The pair said all firms would eventually seek to offload their entire scheme onto an insurance company.

However, the increased interest in incentive exercises has raised questions over whether members are being adequately protected from employers keen to offload members.

The Pensions Regulator and the Financial Conduct Authority confirmed regulatory responsibility for this area was split between the two.

TPR has responsibility for the pension scheme side, while FCA regulates the advice provided to members wanting to transfer out.

Mr Maxwell, whose firm is paid by sponsoring employers to provide the advice to members considering transferring out, told FTAdviser there was no pressure to advise in favour of a transfer. “We’re getting paid no matter what happens, whether we transfer people out or not,” he said.

Nevertheless, he said an ETV exercise could result in 60 to 70 per cent of members transferring out of the scheme. Even when take-up was low, it was still at 20 to 30 per cent, he said.

Mr Maxwell put the spike in interest in ETVs down to the introduction of pension freedoms - which make transferring out considerably more attractive because it means members can drawdown all of their cash in one go - and improved economic conditions after the 2008 financial crisis.

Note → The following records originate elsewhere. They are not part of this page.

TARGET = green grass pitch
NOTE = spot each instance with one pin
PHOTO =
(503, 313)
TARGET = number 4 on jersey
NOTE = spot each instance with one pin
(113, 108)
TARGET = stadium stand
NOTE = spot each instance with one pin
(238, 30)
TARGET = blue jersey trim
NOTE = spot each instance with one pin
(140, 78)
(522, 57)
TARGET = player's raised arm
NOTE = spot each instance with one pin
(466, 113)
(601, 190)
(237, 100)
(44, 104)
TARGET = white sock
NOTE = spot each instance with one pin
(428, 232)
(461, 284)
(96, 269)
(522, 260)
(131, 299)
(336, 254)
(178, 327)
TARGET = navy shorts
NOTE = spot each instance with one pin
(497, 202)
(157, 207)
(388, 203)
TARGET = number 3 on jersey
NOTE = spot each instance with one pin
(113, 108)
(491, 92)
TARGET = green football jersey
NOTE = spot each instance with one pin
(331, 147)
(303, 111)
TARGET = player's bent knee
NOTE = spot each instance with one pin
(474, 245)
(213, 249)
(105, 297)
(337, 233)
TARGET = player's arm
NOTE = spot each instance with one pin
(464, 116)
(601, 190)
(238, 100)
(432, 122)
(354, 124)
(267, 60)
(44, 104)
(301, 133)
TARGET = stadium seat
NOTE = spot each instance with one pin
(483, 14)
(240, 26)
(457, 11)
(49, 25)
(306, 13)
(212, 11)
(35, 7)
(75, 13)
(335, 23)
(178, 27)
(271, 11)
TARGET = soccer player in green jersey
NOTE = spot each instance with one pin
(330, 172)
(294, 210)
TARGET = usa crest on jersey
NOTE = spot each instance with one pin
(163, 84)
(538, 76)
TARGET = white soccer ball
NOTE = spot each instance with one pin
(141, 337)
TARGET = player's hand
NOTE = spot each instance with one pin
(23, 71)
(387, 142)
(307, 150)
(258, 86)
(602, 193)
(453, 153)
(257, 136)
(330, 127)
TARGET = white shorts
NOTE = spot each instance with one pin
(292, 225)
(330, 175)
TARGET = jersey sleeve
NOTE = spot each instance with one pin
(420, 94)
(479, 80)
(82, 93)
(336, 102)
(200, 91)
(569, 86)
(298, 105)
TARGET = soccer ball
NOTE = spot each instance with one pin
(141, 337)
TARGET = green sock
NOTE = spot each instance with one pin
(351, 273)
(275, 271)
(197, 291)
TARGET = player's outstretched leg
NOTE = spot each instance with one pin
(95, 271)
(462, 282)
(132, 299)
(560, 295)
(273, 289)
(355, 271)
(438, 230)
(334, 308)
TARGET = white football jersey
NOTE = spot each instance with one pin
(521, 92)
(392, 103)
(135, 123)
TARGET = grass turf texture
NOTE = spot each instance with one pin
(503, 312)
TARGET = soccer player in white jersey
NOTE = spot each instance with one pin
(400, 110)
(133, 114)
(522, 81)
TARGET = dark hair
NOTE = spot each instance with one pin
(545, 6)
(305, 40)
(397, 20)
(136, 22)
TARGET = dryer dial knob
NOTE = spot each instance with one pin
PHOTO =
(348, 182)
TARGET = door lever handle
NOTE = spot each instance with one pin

He said ETVs were popular with companies with spare cash and a deficit that is not overly large. “If you’ve got no money and a huge deficit, it’s not going to happen,” he said.

Ms Perrella said her corporate clients had, in recent years, been favouring pension increase exchanges over ETVs, partly because plummeting gilt yields pushed transfer values to historic highs.

However, while any scheme could, in theory, undertake an ETV, she pointed out that only schemes whose annual benefit increases are above the legal minimum could undertake PIEs.

Ms Perrella said that members were required to take advice on PIEs, and were always presented with details such as the “break even point”.

However, she conceded that PIEs worked in the opposite way to an annuity, in that the longer you live, the worse of a deal you get.